Model Editing Can Hurt General Abilities of Large Language Models

9 Jan 2024  ·  Jia-Chen Gu, Hao-Xiang Xu, Jun-Yu Ma, Pan Lu, Zhen-Hua Ling, Kai-Wei Chang, Nanyun Peng ·

One critical challenge that has emerged is the presence of hallucinations in the output of large language models (LLMs) due to false or outdated knowledge. Since retraining LLMs with updated information is resource-intensive, there has been a growing interest in model editing. However, current model editing methods, while effective in improving editing performance in various scenarios, often overlook potential side effects on the general abilities of LLMs. In this paper, we raise concerns that model editing inherently improves the factuality of the model, but may come at the cost of a significant degradation of these general abilities. Systematically, we analyze side effects by evaluating four popular editing methods on three LLMs across eight representative task categories.
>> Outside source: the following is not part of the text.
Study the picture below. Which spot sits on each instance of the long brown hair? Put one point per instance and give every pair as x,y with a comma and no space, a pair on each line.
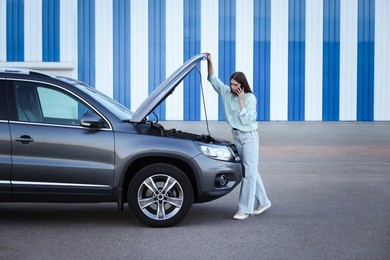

Extensive empirical research reveals that current model editing methods are difficult to couple well with LLMs to simultaneously improve the factuality and maintain the general abilities such as reasoning, question answering, etc. Strikingly, the use of a specific method to edit LLaMA-1 (7B) resulted in a drastic performance degradation to nearly 0 on all selected tasks with just a single edit. Therefore, we advocate for more research efforts to minimize the loss of general abilities acquired during LLM pre-training and to ultimately preserve them during model editing.